When I was a little boy I knew I was different than most of the other little boys. My parents started to notice when I was just a toddler. Sometimes it was the way I would reach out and grab things that didn’t belong to me. Sometimes it was as subtle as the way I would reach out to pet my dog Poncho. I didn’t know it at the time but I was becoming a left-handed boy in a world that is 90% right-handed.
I was born that way. It was not my choice. Who would willingly choose to face the oppression that attaches to left-handedness? In fact, I would go so far as to say that anyone who believes left-handedness is “chosen” should be subjected to government-run sensitivity training sessions. Either that or be expelled from our public universities. I’m sure Neal Boortz would agree. It would be a queer thing if he did not.
The oppression associated with my left-handedness did not hit me all at once. I began to notice it at age ten when I started playing baseball. I wanted to play third base but they would not let me. So I had to play first base – a position generally reserved for those born with my tendencies. I also pitched but they would rarely let me start. Instead, I only came in for short relief when the opposition was sending other left handers like me to the plate. For some reason, they only wanted me pitching to others born with my affliction.

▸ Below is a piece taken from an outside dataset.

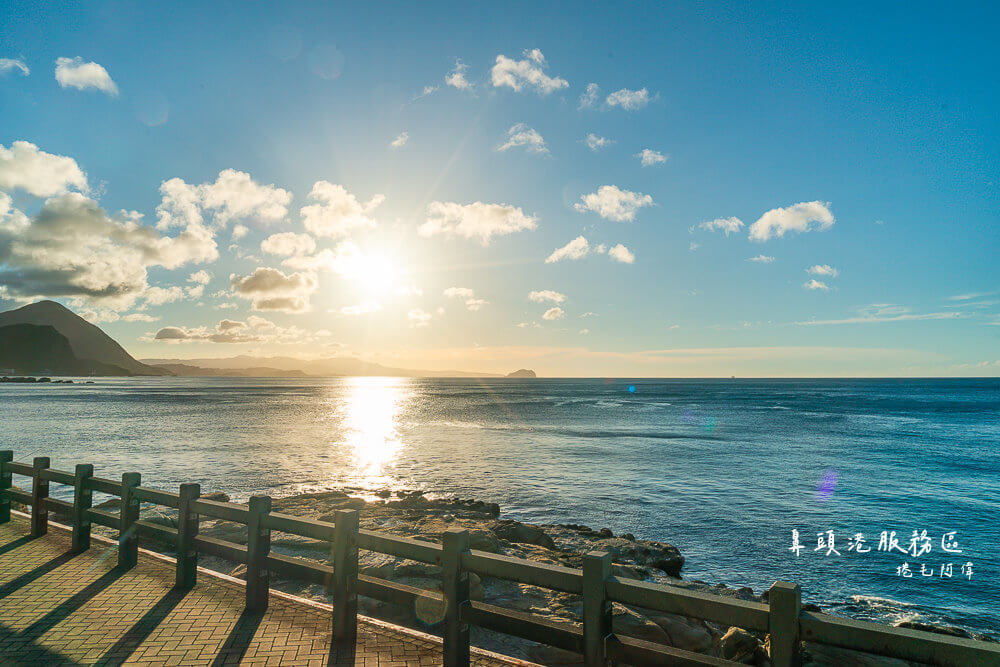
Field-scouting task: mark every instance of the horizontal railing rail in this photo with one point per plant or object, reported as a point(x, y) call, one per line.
point(781, 617)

Things got worse when my parents signed me up for guitar lessons at age twelve, which meant I had to buy my first guitar. Best Products sold left-handed guitars but they were priced at $150. I was not able to afford one. Instead, I bought a $35 right-handed guitar and learned to overcome my natural inclinations. It was inconvenient, to say the least.
I overcame my early disadvantages and eventually became a professional guitarist. I even managed to finance four years of graduate school playing in a little band. I think people make too much of the fact that I was able to overcome my genetic predisposition and succeed. They forget that I was subjected to inconvenience. To me, that’s all that really matters.
When I think back on all we’ve been through I am amazed that left-handers have been so successful. In our last presidential election we were destined to choose a left-handed president (both McCain and Obama are southpaws). In fact, three of our last four presidents – Obama, Clinton, and George H.W. Bush – have been southpaws.